なんということ! すでに手足もこわばっている。
この唇からは、もうとっくに生命は離れてしまったと見えるわ」
瞳子「ひどい! 私も生きていけない!」
江利子「ああ、情けない!」
蓉子「娘を奪った死神め、こんなにも悲しい目にあわせておきながら、あまつさえ舌まで縛って、私に口も利かせないつもりか」
聖「さあ、花嫁殿、教会行きの支度は整いましたかしら?」
蓉子「それが、かどでの支度は整いましたが、ただもう二度と帰らぬ旅路なのです。
婿殿、時もある晴れの婚礼のその前夜、あなたの花嫁の添臥を、死神がつとめてしまいました。

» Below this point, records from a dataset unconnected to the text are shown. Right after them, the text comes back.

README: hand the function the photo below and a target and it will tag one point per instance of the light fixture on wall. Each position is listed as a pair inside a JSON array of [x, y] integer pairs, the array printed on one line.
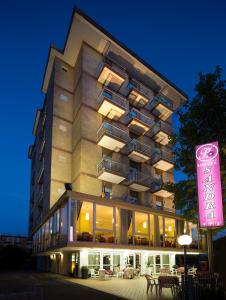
[[87, 216], [144, 225]]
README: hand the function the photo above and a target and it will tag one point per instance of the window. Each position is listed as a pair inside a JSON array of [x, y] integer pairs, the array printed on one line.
[[94, 261], [107, 261], [170, 232], [84, 221], [64, 68], [104, 224]]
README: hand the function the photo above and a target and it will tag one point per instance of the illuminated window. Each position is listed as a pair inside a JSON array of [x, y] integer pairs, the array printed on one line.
[[104, 224], [84, 221]]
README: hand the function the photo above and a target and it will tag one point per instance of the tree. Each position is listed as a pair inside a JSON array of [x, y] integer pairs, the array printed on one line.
[[202, 120]]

あの通り、花の姿をそのままに、死神の手に摘まれてしまったのです」
柏木「私はまた今朝の訪れを、あんなに待ちわびましたのに、今、目の当たり見るものは、何とこんな有様なのでしょうか?」
蓉子「何という呪わしい、惨めな、不幸な、憎たらしい今日という日だわ!
限りない時の廻りの中にあってさえ、これはまたあまりに悲しい一時!
可哀想に、たった一人きりの愛しいあの娘、喜びにも、慰めにも、たった一粒種であったあの娘、それを、あの酷たらしい死神の手が、永久に見えぬ世界へと引き攫ってしまいました!」
柏木「おお、恋人よ! 生命よ! いや、生命ではない、死につかまれた愛しい人!」
蓉子「情けを知らない今日のこの日よ! 一体なに理由があって、この晴れの祝いの日を台無しにしようと?
ああ、祥子、祥子! お前はこの通り死んでしまった。ああ、祥子は死んだ!
そして、祥子と一緒に、私の喜びも埋もれてしまったのです!」
聖「なんです、まあ、まあ、静かに! いくらそのように騒いだとて、騒ぎの原因が生き返るわけではないわ。そもそも、この美しい娘は、天とあなたとの、いわば共有物であったのです。それが今すっかり天の持ち物になっただけのこと、娘にはかえってお幸せというくらい。
長い結婚生活を送る女が、まこと幸福な結婚とは決して申されぬ。
結婚して若く死ぬ女、この方がかえって最上の結婚というもの。
さあ、涙を拭いて、この美しい亡骸に、マンネンロワの花をお飾りなさい。そして、慣習通り、ドレスを着せて、教会へお送りになるのがよろしいわ」
蓉子「祝いの席にと言いつけておいた一切の手筈は、そのまま不吉な弔いの支度に変えてしまうがいい。
祝いの音楽は、寂しい弔いの鐘の音に、そして婚礼の食卓は、そのまま悲しい弔いの宴に変えるいい。
厳かな賛美歌は、湿っぽい悲しみの歌に変え、そして新床を飾る花はすべて、遺骸を葬る花に使え。
何もかもがみんな、逆様になってしまうのです」
聖「さあ、奥へとお入りなさい。江利子もご一緒にね。それから、柏木殿、あなたも行かれるがよいわ。
さあ、みんな、この美しい野辺送りの支度をなされるがよい。
いずれは何かの科あっての、神の怒りに相違ないのです。